Inspirando-se no apóstolo Paulo, que depois de anunciar Jesus Cristo aos pagãos, confiava à Igreja nascente os cuidados da própria comunidade formada pelos gentios convertidos, os quais levavam adiante a missão em plena comunhão com a Igreja de Jerusalém, o Sínodo para a Amazônia será uma singular ocasião para aprofundar e promover o rosto indígena da Igreja. Os indígenas são os guardiões da Amazônia. [8]

 

Vale a pena ler, interiorizar e rezar o Instrumentum Laboris que ao longo da Assembleia dos Bispos será debatido, enriquecido e transformado no documento final do Sínodo. Após todo este processo participativo o documento sinodal será encaminhado ao Papa e servirá de base para a elaboração de uma exortação sobre o tema. De nossa parte, que conhecemos a Amazônia apenas da janelinha do avião, vista das muitas idas e vindas aos países da região, e quase nada da vida concreta das comunidades da floresta, vamos acompanhar com amor e fé solidária esta missão eclesial. Permanece nossa oração pelo bom êxito do Sínodo e a comunhão com o povo de Deus na Amazônia e ao Papa Francisco, apóstolo fiel, humilde e corajoso de Jesus Cristo.

 

 

[1] FRANCISCO, Constituição Apostólica Episcopalis Communio, n. 6.

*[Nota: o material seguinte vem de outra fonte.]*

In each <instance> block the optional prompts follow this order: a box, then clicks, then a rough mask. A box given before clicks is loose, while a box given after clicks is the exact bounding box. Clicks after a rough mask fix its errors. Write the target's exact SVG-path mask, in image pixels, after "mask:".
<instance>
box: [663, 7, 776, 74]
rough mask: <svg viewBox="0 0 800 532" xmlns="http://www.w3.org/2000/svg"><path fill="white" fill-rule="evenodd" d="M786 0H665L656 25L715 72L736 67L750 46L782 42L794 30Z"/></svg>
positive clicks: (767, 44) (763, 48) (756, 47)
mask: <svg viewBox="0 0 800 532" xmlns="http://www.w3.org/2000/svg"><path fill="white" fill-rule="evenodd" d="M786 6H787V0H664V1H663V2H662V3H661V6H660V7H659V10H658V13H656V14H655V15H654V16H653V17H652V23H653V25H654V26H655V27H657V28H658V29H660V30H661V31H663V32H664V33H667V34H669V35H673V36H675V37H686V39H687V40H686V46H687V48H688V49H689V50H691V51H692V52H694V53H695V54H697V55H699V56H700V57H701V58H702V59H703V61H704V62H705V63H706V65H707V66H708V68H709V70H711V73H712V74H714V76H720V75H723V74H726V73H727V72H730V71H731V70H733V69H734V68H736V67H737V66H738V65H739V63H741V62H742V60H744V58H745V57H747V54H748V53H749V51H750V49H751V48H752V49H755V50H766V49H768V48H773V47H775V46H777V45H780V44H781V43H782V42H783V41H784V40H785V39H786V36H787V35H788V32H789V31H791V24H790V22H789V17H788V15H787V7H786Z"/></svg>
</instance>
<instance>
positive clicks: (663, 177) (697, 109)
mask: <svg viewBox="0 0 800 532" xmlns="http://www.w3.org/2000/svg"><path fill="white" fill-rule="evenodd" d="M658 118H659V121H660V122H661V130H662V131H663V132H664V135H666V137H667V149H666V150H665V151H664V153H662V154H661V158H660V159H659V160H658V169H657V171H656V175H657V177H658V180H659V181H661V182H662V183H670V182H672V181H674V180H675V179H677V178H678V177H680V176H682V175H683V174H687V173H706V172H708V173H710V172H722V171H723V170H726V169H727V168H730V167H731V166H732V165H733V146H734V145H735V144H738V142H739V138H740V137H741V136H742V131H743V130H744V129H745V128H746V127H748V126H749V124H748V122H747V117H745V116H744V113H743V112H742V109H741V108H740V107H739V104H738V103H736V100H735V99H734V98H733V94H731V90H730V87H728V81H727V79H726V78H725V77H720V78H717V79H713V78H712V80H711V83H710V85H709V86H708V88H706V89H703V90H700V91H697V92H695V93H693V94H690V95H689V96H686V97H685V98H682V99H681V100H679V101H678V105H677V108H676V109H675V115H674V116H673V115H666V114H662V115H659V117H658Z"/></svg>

[2]Cf.http://w2.vatican.va/content/francesco/pt/angelus/2017/documents/papafrancesco_angelus_20171015.html

[3] No site da Santa Sé encontramos o Documento de Trabalho do Sínodo em vários idiomas. Confira: http://www.sinodoamazonico.va/content/sinodoamazonico/pt.html

[4] Cf. Documento de Trabalho – Instrumentum Laboris, n. 76.

[5] O arcebispo emérito de São Paulo, o franciscano D. Cláudio Hummes será o relator geral da Assembleia Sinodal. Dom Cláudio foi Bispo em Santo André-SP (1975), Arcebispo de Fortaleza-CE (1996) e de São Paulo-SP (1998). Em 2001 foi chamado pelo Papa João Paulo II para ser Cardeal da Igreja.

[6] Cf.http://w2.vatican.va/content/francesco/pt/encyclicals/documents/papafrancesco_20150524_enciclica-laudato-si.html

[7] Cf. Instrumentum Laboris, n. 129.

[8] Cf. HUMMES, Cláudio, O Sínodo para a Amazônia, São Paulo, 2019 (cap. 11).